In today’s global digital economy, protecting data privacy is a must. With customers all over the world, every company must be able to demonstrate how they are protecting data privacy to earn the trust of their customers, users, partners and employees.
It starts with these three things.
1. Be transparent and accountable.
Let customers and partners know your commitment. For example, Cisco is committed to helping our customers and partners by protecting and respecting personal data, no matter where it comes from or where it flows. We have established long-standing security, data protection, and privacy programs and are committed to comply with regulations, customers’ needs, and our own corporate code of conduct.
2. Invest in a comprehensive data protection program.

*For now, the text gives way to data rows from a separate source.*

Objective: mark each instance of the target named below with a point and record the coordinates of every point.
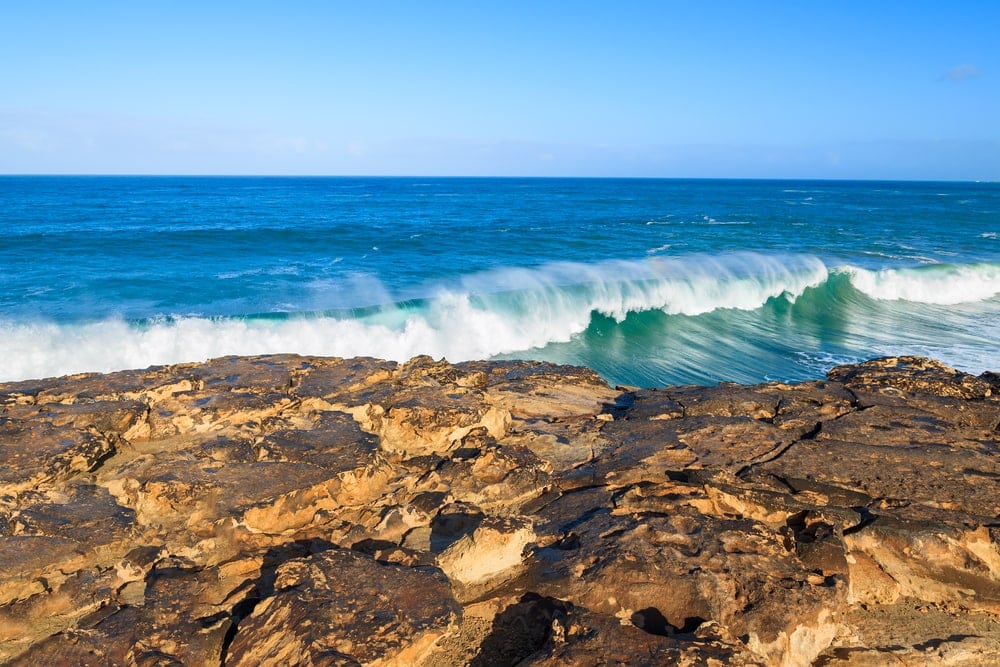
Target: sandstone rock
(301, 510)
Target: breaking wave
(531, 311)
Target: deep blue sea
(649, 282)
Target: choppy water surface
(649, 282)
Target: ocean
(649, 282)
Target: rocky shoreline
(289, 510)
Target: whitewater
(649, 282)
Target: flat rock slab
(303, 510)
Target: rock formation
(287, 510)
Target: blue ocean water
(649, 282)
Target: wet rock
(300, 510)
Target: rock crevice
(291, 510)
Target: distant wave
(941, 284)
(507, 311)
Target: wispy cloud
(962, 72)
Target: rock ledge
(284, 510)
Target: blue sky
(673, 89)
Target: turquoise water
(649, 282)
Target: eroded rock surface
(289, 510)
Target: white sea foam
(481, 315)
(941, 284)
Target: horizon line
(498, 177)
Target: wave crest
(482, 315)
(938, 284)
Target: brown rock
(292, 510)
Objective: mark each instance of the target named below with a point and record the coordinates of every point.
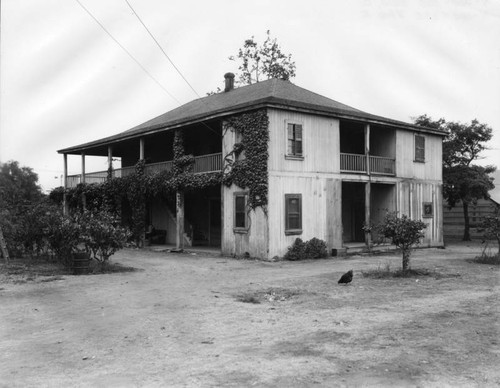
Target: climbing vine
(135, 189)
(251, 171)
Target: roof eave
(268, 102)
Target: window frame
(427, 210)
(417, 158)
(288, 229)
(240, 229)
(294, 156)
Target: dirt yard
(185, 320)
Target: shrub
(312, 249)
(490, 226)
(296, 251)
(316, 248)
(102, 234)
(403, 232)
(63, 236)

Make sure your data protection program covers data throughout its lifecycle. It begins with security and privacy by design and includes privacy engineering methodology and privacy-enhancing technologies (PETs); managing collection, use, processing, and storage; addressing operational needs such as reporting and oversight; and secure disposition or destruction at end of life.

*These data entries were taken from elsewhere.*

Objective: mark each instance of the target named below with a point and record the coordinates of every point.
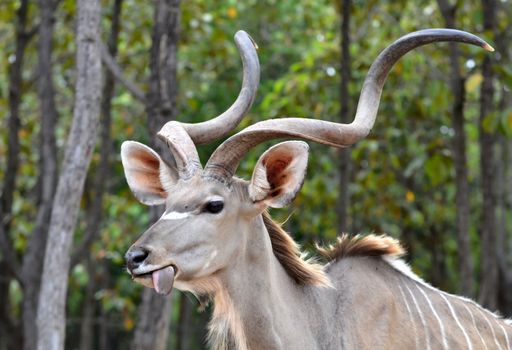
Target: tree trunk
(9, 331)
(152, 328)
(489, 262)
(87, 326)
(51, 309)
(464, 260)
(345, 164)
(94, 215)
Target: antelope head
(209, 212)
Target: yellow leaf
(232, 12)
(128, 324)
(473, 82)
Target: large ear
(279, 174)
(148, 176)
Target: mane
(287, 251)
(309, 271)
(362, 245)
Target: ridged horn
(224, 161)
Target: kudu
(216, 239)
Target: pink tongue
(163, 280)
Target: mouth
(161, 279)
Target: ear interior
(279, 173)
(148, 176)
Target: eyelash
(214, 207)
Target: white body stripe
(470, 346)
(476, 327)
(427, 336)
(411, 317)
(175, 215)
(506, 336)
(441, 326)
(492, 330)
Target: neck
(257, 304)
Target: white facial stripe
(175, 215)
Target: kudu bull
(216, 239)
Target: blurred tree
(345, 116)
(51, 319)
(489, 266)
(465, 263)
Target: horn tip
(488, 47)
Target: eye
(214, 207)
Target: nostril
(135, 257)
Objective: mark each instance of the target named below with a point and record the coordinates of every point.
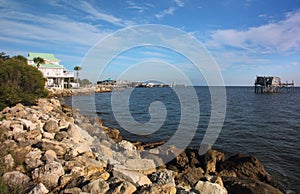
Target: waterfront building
(57, 76)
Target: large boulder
(163, 177)
(138, 179)
(117, 186)
(145, 166)
(16, 179)
(211, 159)
(51, 126)
(246, 167)
(206, 187)
(97, 186)
(190, 176)
(151, 189)
(32, 159)
(49, 174)
(39, 189)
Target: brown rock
(165, 189)
(115, 135)
(248, 186)
(189, 176)
(16, 179)
(51, 126)
(212, 158)
(246, 167)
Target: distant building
(270, 84)
(56, 75)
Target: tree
(84, 82)
(38, 61)
(3, 56)
(77, 69)
(20, 57)
(20, 83)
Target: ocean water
(266, 126)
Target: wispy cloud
(179, 3)
(141, 8)
(98, 15)
(165, 12)
(274, 37)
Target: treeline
(19, 82)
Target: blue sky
(246, 37)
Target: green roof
(48, 66)
(46, 56)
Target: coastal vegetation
(19, 82)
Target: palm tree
(38, 61)
(77, 69)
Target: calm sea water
(263, 125)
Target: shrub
(20, 83)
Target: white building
(56, 75)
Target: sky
(244, 38)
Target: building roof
(47, 56)
(48, 66)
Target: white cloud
(179, 3)
(139, 8)
(100, 15)
(275, 37)
(165, 12)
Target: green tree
(77, 69)
(38, 61)
(20, 83)
(20, 57)
(4, 56)
(84, 82)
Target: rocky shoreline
(51, 148)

3. Be vigilant about global regulatory requirements.
Addressing personal data handling requirements across different jurisdictions around the world requires a mature data privacy practice that aligns with industry best practices, customer demands, and regulatory requirements. Being a global data citizen includes awareness and structured flexibility across cultural divides.

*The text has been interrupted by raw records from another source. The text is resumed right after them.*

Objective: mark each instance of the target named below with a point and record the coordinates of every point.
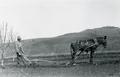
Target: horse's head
(102, 41)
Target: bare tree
(6, 38)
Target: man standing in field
(20, 53)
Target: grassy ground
(108, 65)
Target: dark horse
(89, 45)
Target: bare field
(105, 65)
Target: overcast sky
(48, 18)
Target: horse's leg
(91, 56)
(73, 57)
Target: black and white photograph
(59, 38)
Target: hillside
(60, 44)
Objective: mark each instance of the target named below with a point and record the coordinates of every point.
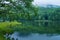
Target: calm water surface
(34, 36)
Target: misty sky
(45, 2)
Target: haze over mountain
(46, 2)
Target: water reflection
(36, 36)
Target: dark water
(34, 36)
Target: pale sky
(45, 2)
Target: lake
(33, 36)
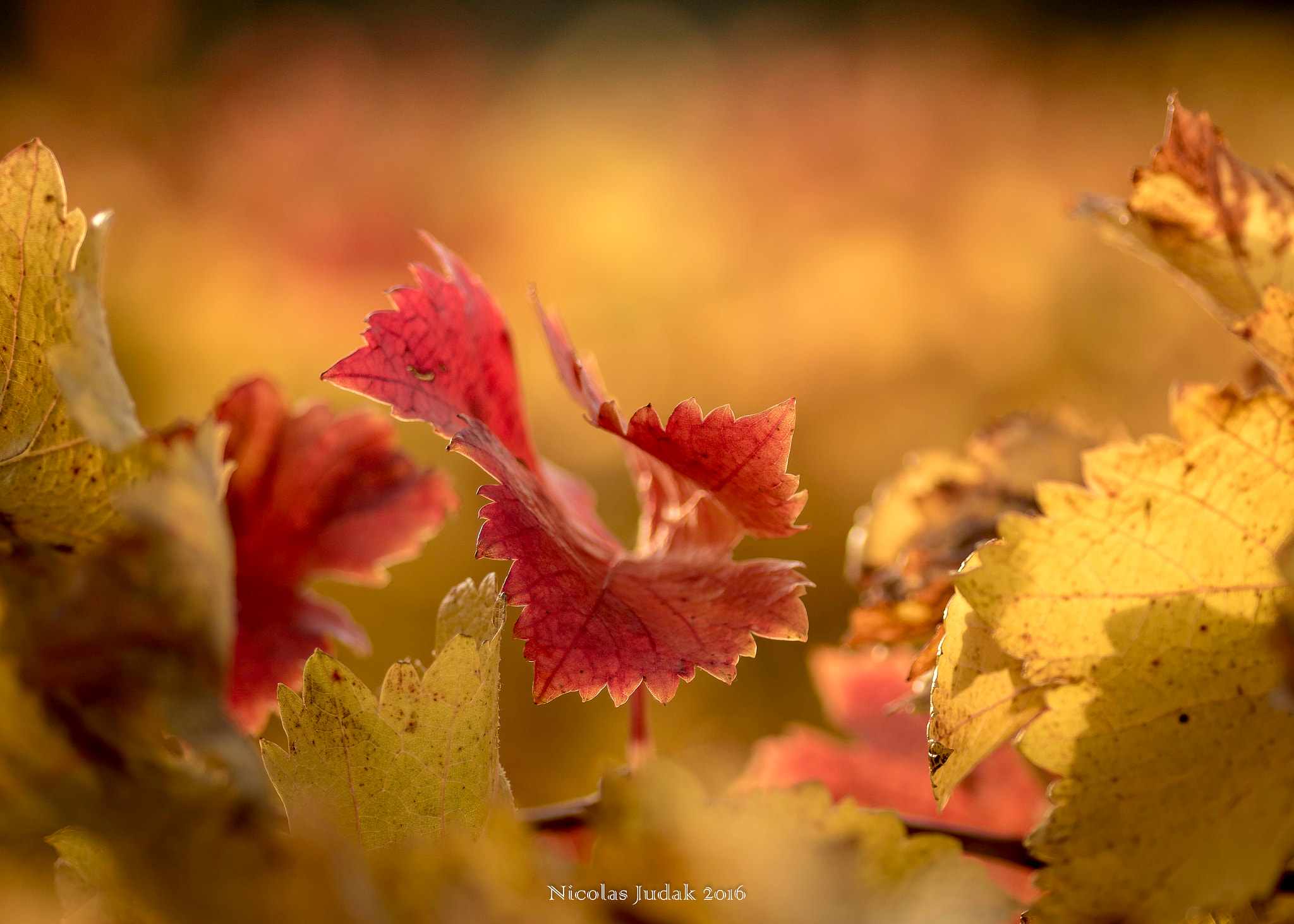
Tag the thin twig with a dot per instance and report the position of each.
(577, 813)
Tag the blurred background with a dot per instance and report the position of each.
(857, 205)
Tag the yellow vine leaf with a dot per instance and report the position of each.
(923, 523)
(1144, 603)
(979, 699)
(56, 481)
(1221, 227)
(416, 762)
(1270, 332)
(795, 855)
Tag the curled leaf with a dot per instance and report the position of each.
(1142, 606)
(312, 495)
(596, 614)
(86, 366)
(56, 481)
(923, 523)
(418, 761)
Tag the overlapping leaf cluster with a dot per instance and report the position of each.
(597, 615)
(1123, 636)
(153, 598)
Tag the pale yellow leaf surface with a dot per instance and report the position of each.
(56, 483)
(979, 699)
(1221, 227)
(1144, 602)
(417, 762)
(796, 856)
(86, 366)
(924, 522)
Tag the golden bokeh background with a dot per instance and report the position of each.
(859, 208)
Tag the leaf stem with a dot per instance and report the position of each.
(579, 813)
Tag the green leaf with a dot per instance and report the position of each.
(421, 760)
(56, 482)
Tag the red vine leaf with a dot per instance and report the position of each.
(596, 614)
(444, 351)
(313, 495)
(885, 762)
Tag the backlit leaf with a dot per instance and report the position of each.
(1143, 604)
(1219, 225)
(417, 761)
(795, 855)
(924, 522)
(596, 614)
(313, 495)
(56, 483)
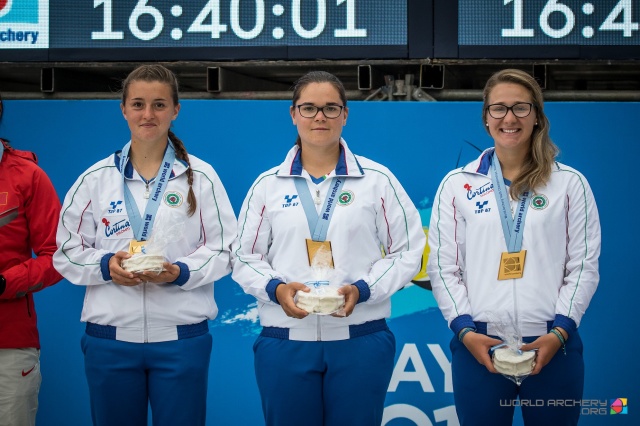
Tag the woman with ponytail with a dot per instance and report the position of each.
(147, 339)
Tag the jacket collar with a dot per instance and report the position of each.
(482, 164)
(347, 163)
(179, 166)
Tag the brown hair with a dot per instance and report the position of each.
(317, 77)
(155, 72)
(542, 153)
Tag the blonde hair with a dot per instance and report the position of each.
(155, 72)
(543, 152)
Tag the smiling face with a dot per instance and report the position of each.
(149, 110)
(510, 132)
(319, 131)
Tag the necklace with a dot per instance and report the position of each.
(147, 192)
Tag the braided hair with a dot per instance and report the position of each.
(156, 72)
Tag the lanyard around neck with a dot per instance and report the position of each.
(319, 223)
(142, 226)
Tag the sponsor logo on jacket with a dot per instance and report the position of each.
(116, 228)
(484, 190)
(289, 201)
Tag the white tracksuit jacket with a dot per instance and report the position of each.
(373, 212)
(561, 237)
(94, 224)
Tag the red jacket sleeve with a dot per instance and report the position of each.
(42, 210)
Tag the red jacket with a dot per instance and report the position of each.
(29, 211)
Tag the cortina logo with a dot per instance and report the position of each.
(173, 199)
(480, 207)
(288, 201)
(114, 204)
(485, 189)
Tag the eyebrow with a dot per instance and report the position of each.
(327, 104)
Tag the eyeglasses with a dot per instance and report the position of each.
(329, 111)
(520, 110)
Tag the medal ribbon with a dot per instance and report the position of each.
(142, 226)
(512, 227)
(319, 223)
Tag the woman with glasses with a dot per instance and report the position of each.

With enforcement of the European Union’s General Data Protection Regulation (GDPR), just around the corner (May 25, 2018), Cisco has been getting ready for GDPR across its global enterprise. In addition, to secure a safe and legal transfer of personal data across multiple jurisdictions, Cisco was an early adopter and among the first to achieve Asia Pacific Economic Cooperation (APEC) Cross-Border Privacy Rules system certification. We are also certified under both the EU and Swiss – US Privacy Shield and recently received accreditation under the EU’s Binding Corporate Rules with policies aligned to GDPR.
With an eye to these three things, and a collaborative, risk-based approach to data privacy, companies can focus and respond effectively in an ever more complex and dynamic world.